Entonces el ex soldado le hizo sentir el filo de un cuchillo en su cuello, mientras su manaza liberaba su boca.
—Como pronuncies una palabra o vuelvas a patalear, te degüello aquí mismo.
Eitana sabía que era inútil forcejear o resistirse. Quizá fuese un buen momento para morir, quizá fuese una buena oportunidad para rebelarse y que aquel lerdo la empujara a una vida mejor. Pero en su interior titilaba el instinto, una esperanza, un sueño, un deseo de algo nuevo, simplemente mejor.
El estruendo de la vida aturdía su interior.
—Nunca dejes de luchar, Eitana. Sé fuerte —le había transmitido su padre con su último legado, pendiendo exhausto del madero.

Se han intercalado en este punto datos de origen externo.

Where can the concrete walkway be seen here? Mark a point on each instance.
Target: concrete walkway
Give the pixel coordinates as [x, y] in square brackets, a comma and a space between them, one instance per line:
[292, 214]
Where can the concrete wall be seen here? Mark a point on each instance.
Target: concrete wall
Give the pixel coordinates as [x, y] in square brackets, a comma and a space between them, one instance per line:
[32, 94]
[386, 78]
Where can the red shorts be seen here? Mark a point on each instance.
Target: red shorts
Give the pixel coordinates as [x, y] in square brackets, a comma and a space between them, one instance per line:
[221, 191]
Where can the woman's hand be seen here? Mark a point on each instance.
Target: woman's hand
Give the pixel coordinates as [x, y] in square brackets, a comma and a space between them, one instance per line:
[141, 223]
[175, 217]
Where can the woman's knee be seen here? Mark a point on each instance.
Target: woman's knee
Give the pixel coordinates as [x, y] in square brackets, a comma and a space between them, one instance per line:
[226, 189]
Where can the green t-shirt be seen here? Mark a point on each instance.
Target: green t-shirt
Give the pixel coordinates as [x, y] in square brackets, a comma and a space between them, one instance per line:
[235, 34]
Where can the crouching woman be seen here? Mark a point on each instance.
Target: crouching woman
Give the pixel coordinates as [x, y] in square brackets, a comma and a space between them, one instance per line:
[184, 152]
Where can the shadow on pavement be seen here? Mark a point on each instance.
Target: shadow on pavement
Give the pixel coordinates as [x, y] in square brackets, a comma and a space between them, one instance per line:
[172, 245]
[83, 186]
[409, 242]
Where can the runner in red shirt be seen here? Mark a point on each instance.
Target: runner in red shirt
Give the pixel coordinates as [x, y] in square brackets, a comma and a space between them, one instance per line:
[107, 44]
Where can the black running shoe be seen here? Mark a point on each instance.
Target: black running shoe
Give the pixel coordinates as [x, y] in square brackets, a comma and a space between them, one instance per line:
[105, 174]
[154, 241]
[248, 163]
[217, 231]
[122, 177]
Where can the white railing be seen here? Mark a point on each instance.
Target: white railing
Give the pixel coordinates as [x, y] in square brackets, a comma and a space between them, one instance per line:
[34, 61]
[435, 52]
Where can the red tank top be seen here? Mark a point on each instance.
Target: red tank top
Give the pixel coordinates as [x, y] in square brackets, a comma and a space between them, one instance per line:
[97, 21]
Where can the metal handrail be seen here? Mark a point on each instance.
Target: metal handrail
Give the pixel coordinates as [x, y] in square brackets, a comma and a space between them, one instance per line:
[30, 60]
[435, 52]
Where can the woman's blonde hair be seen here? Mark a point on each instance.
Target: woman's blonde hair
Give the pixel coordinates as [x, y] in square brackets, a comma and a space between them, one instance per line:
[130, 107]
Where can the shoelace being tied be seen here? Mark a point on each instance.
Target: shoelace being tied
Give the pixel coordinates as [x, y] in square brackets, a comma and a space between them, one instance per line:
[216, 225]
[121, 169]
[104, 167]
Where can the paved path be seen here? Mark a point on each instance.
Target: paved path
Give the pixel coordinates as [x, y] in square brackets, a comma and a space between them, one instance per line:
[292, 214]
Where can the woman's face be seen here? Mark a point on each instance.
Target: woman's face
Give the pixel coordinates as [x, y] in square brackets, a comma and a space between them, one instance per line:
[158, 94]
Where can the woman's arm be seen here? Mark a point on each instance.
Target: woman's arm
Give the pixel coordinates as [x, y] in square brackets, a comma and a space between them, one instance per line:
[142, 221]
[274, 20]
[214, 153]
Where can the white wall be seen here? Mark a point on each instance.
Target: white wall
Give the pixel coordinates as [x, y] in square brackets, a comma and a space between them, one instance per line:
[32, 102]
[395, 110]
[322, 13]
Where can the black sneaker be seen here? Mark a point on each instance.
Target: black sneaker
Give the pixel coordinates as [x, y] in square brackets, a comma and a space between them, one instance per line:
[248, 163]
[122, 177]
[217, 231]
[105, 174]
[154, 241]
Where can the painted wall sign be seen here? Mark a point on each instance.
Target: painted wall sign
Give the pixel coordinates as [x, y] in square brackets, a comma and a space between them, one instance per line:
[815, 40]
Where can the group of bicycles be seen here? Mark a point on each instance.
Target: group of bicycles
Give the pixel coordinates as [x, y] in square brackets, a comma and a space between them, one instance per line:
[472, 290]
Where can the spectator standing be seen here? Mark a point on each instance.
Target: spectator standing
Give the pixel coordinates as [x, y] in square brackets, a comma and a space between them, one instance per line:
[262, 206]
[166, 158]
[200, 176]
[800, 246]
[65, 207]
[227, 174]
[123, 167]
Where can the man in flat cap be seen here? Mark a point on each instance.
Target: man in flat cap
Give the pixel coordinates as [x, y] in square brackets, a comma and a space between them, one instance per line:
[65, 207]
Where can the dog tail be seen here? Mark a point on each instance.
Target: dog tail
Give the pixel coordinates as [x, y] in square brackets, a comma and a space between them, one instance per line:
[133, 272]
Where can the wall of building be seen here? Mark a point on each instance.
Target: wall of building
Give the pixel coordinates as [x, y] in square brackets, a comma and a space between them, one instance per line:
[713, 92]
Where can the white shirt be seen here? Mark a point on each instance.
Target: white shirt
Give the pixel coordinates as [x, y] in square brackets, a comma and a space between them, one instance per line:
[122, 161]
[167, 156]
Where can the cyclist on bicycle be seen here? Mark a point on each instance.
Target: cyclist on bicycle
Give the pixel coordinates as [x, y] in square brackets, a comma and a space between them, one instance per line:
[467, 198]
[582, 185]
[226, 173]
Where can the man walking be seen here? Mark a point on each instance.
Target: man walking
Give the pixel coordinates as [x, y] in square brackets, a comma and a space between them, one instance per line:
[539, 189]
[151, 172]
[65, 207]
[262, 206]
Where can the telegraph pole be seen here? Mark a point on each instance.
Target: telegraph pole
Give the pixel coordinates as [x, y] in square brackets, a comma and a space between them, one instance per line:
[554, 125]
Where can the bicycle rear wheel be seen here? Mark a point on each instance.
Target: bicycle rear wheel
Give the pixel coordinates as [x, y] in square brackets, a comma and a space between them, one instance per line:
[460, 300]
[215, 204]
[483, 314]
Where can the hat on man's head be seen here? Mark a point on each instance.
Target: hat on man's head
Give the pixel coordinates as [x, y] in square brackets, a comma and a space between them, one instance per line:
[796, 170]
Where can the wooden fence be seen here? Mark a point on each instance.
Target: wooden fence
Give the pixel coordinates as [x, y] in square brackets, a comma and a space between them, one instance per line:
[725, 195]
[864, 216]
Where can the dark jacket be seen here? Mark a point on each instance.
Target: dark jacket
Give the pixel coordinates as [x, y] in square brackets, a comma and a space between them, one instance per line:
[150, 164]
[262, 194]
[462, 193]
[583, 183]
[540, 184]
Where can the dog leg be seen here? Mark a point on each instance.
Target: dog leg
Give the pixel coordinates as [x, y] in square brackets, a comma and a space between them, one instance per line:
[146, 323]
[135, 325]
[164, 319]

Y, en aquel momento, aquellas palabras olvidadas emergieron en su memoria como un resplandor, y la muchacha sintió que nada le dolía, que su valor debía ser más afilado que el miedo y se dejó hacer en la oscuridad, se dejó empujar entre las sombras para que él pudiese gemir su esfuerzo sobre ella, tumbada boca arriba, sintiendo la humedad del empedrado en sus mejillas, la pegajosa y maloliente humedad, mientras descubría que más allá de los edificios, más allá de toda aquella penumbra que la engullía, mucho más allá, muy alto, las estrellas parpadeaban en la noche de Roma.